Un jeune homme poignarde à mort deux personnes pour défendre son ami.

An Quynh September 24, 2020 16:00

(Baonghean.vn) - Un conflit né d'un refus de boire de l'alcool a conduit à une bagarre entre un groupe de jeunes hommes, entraînant deux morts et l'emprisonnement d'une personne.

Le 24 septembre 2020, la Haute Cour populaire a tenu une audience d'appel dans cette affaire.Nguyen Xuan Ngoc(Né en 2001); résidant au Hameau 7, Commune de Dien Tho, District de Dien Chau, accusé de « meurtre » suite à un appel demandant une réduction de peine.

Ngoc est le défendeur dans cette affaire.Deux jeunes hommes ont été poignardés à mort dans la nuit après s'être vu refuser un verre.L'incident survenu dans le district de Dien Chau avait provoqué un tollé général.

Selon l'acte d'accusation : Ngoc travaillait pour une entreprise basée à Hanoï. Le 12 décembre 2019, il est rentré de Hanoï dans sa ville natale pour passer un examen médical d'aptitude au service militaire. Le 16 décembre, vers 21 h 30, alors qu'il buvait un café, Ngoc a demandé à son ami Hoang Trung (né en 1999) de le conduire jusqu'à la route nationale 1A pour prendre un bus pour Hanoï.

Après cela, Ngoc rentra chez elle pour faire ses bagages, qui comprenaient un couteau à éplucher les fruits. Une fois prête, elle appela Trung pour qu'il vienne la chercher afin qu'elle prenne le bus. À ce moment-là, Trung mangeait des escargots avec des amis de la commune de Dien Tho. Alors qu'il s'apprêtait à se lever pour aller chercher Ngoc, Cao Thai D. (né en 1997, commune de Dien Trung), Le Van A. (né en 2000) et Cao Van Ch. (né en 1994, tous deux résidant dans la commune de Dien An) vinrent trinquer avec eux.

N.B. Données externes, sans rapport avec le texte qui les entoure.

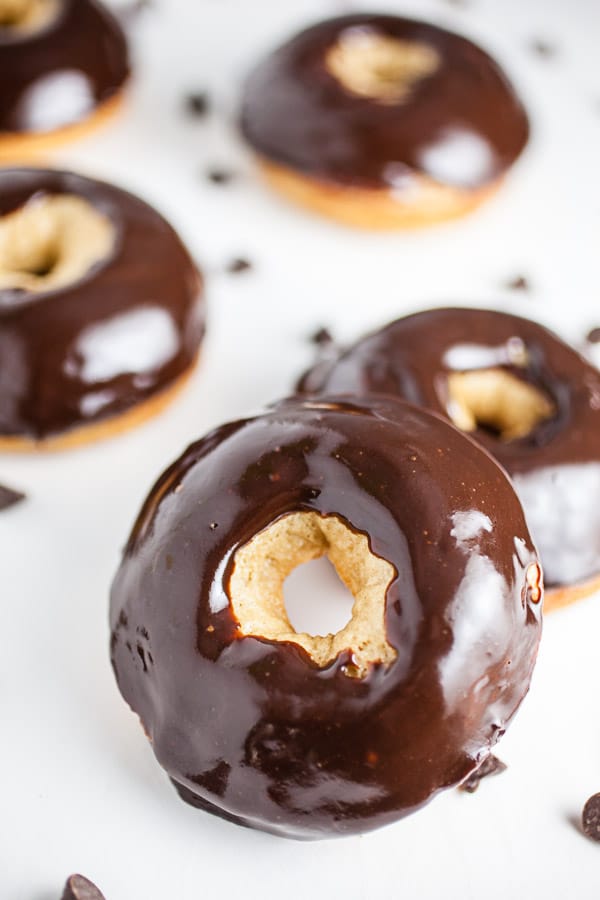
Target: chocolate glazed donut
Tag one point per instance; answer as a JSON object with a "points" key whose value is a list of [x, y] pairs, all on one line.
{"points": [[399, 111], [305, 736], [527, 397], [84, 337], [60, 61]]}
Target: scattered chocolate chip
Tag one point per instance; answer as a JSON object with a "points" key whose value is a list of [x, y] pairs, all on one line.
{"points": [[197, 104], [590, 818], [80, 888], [321, 336], [8, 497], [490, 766], [238, 265], [518, 283], [220, 176], [593, 336], [543, 48]]}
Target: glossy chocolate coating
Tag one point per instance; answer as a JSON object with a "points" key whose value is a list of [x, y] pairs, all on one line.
{"points": [[252, 729], [122, 333], [556, 469], [462, 126], [58, 75]]}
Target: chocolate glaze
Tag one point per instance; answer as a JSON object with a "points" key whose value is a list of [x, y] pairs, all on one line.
{"points": [[58, 75], [556, 469], [122, 333], [252, 729], [463, 125]]}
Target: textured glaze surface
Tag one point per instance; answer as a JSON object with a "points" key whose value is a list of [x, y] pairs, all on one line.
{"points": [[462, 126], [251, 729], [58, 75], [556, 468], [126, 330]]}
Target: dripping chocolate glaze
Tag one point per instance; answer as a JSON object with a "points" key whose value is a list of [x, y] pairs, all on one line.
{"points": [[71, 65], [50, 380], [252, 729], [296, 114], [556, 469]]}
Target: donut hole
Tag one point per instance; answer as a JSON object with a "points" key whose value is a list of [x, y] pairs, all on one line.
{"points": [[52, 241], [302, 594], [261, 567], [27, 15], [378, 66], [497, 401]]}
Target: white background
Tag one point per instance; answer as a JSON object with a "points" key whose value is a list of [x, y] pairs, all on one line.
{"points": [[79, 787]]}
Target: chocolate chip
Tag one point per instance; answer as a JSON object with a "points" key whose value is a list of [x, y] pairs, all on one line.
{"points": [[590, 818], [518, 283], [80, 888], [220, 176], [490, 766], [8, 497], [238, 265], [198, 104], [543, 48], [593, 336], [321, 336]]}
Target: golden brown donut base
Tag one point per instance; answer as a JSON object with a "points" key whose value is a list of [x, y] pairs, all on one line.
{"points": [[557, 598], [377, 210], [99, 431], [19, 147]]}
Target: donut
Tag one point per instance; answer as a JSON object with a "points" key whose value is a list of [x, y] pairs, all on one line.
{"points": [[383, 122], [101, 310], [63, 65], [313, 736], [531, 400]]}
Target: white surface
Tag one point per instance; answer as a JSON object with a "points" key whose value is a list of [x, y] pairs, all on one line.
{"points": [[79, 787]]}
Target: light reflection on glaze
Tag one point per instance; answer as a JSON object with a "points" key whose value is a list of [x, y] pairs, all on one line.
{"points": [[60, 74], [55, 100], [481, 624], [251, 729], [459, 157], [466, 357], [562, 505], [141, 340]]}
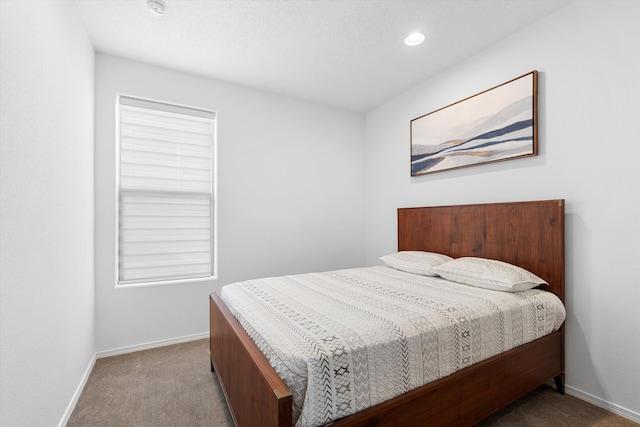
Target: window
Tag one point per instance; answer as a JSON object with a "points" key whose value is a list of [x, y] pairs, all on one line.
{"points": [[165, 194]]}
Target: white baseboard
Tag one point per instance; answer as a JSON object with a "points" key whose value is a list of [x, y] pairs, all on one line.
{"points": [[611, 407], [76, 395], [114, 352], [149, 345]]}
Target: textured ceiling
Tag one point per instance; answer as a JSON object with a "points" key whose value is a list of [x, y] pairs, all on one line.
{"points": [[346, 53]]}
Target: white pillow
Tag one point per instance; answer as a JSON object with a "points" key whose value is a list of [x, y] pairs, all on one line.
{"points": [[416, 262], [488, 274]]}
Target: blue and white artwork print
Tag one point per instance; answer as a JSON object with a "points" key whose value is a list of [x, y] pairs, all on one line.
{"points": [[497, 124]]}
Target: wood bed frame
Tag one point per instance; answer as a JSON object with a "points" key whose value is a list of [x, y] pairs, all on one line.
{"points": [[527, 234]]}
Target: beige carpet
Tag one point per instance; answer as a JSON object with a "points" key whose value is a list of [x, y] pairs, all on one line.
{"points": [[173, 386]]}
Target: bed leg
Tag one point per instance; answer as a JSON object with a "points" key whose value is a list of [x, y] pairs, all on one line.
{"points": [[559, 379]]}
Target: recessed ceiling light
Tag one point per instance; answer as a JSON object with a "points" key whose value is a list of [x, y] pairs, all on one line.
{"points": [[157, 6], [414, 39]]}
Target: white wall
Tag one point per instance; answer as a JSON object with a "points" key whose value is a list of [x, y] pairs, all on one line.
{"points": [[290, 179], [46, 210], [587, 56]]}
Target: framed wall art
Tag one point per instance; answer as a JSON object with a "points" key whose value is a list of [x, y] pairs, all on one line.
{"points": [[494, 125]]}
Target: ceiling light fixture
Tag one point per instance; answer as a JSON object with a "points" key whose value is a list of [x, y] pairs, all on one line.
{"points": [[157, 6], [414, 39]]}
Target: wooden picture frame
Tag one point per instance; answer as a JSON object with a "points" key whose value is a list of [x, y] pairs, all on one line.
{"points": [[494, 125]]}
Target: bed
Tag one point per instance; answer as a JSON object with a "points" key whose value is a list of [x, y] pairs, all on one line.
{"points": [[526, 234]]}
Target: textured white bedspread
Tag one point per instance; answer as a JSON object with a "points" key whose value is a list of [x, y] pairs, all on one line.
{"points": [[346, 340]]}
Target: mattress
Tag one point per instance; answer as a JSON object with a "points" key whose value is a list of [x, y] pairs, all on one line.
{"points": [[345, 340]]}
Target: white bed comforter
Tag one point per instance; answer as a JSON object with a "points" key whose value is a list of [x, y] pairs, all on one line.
{"points": [[346, 340]]}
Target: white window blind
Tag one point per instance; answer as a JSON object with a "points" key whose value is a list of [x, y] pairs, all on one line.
{"points": [[166, 199]]}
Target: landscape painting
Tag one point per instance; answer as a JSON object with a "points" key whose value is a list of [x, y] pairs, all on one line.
{"points": [[497, 124]]}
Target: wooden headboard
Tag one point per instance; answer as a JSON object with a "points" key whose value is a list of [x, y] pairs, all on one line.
{"points": [[527, 234]]}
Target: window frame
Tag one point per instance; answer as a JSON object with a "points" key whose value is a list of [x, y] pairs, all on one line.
{"points": [[175, 108]]}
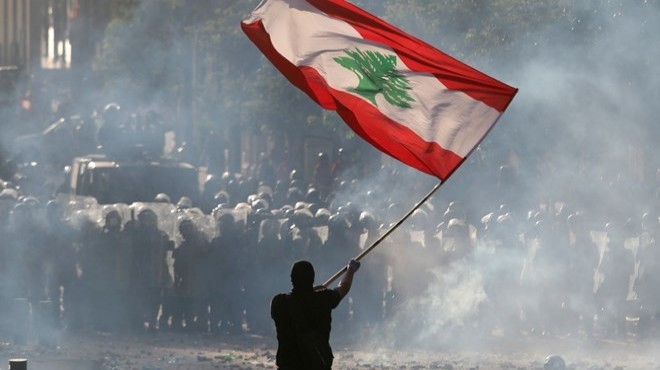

Bị cáo Nguyễn Xuân Ngọc tại phiên tòa.
L'accusé Nguyen Xuan Ngoc lors du procès.

Voyant Trung se lever pour partir, D., A. et Ch. le suivirent, arrêtèrent sa moto et lui demandèrent : « Pourquoi pars-tu alors que nous sommes venus t’offrir un verre ? » Trung répondit : « Je dois aller chercher un ami pour prendre le bus pour Hanoï. On boira un verre ensemble plus tard. » Après cela, Trung alla chercher Ngoc chez elle et la conduisit sur la route intercommunale en direction de Dien Tho – Dien Loc. Voyant cela, D., A. et Ch. enfourchèrent également leurs motos et se lancèrent à leur poursuite.

Lorsqu'il les rattrapa, Trung arrêta sa moto et demanda au groupe de jeunes hommes : « Qu'est-ce qui se passe ? » À ce moment-là, A. lança : « Tu cherches la bagarre ? » et frappa Trung à la tête. Sous le coup, Trung se protégea la tête des deux mains.

Voyant son ami se faire battre, Ngoc sortit de la voiture, prit un couteau et demanda : « Qu'est-ce qui se passe ? Pourquoi frappez-vous mon ami ? » D. le frappa alors à la tête. Sous l'effet de la douleur, Ngoc se mit à poignarder sauvagement le groupe de jeunes hommes.

L'agression au couteau de Ngoc a entraîné la mort de M. D. et de M. A. par perforation du cœur et des poumons.

Après avoir poignardé sa victime, Ngoc a pris un bus pour Hanoï. Le 17 décembre 2019, après avoir réfléchi à ses actes, il s'est rendu au poste de police en bus pour se livrer.

En première instance, le collège de juges a condamné Nguyen Xuan Ngoc à la prison à vie pour ce crime.MeurtreLe tribunal a ordonné au défendeur de verser à la famille de la victime Le Van A. près de 150 millions de VND, à la famille de Cao Thai D. 146 millions de VND et à Cao Van Ch. plus de 45 millions de VND.

À l'issue du procès initial, la famille de la victime a interjeté appel, demandant une peine plus lourde pour le prévenu et réclamant des dommages et intérêts supplémentaires pour préjudice moral et une pension alimentaire. En appel, le prévenu a présenté des documents attestant d'une indemnisation partielle versée à la famille de la victime. La cour d'appel a fait droit à l'appel du prévenu, tout en reconnaissant que les victimes étaient en partie responsables de l'incident.

Après avoir examiné l'ensemble du dossier, le collège de juges a décidé de confirmer le verdict initial contre le défendeur Nguyen Xuan Ngoc et lui a ordonné de payer le montant restant dû conformément au jugement de première instance.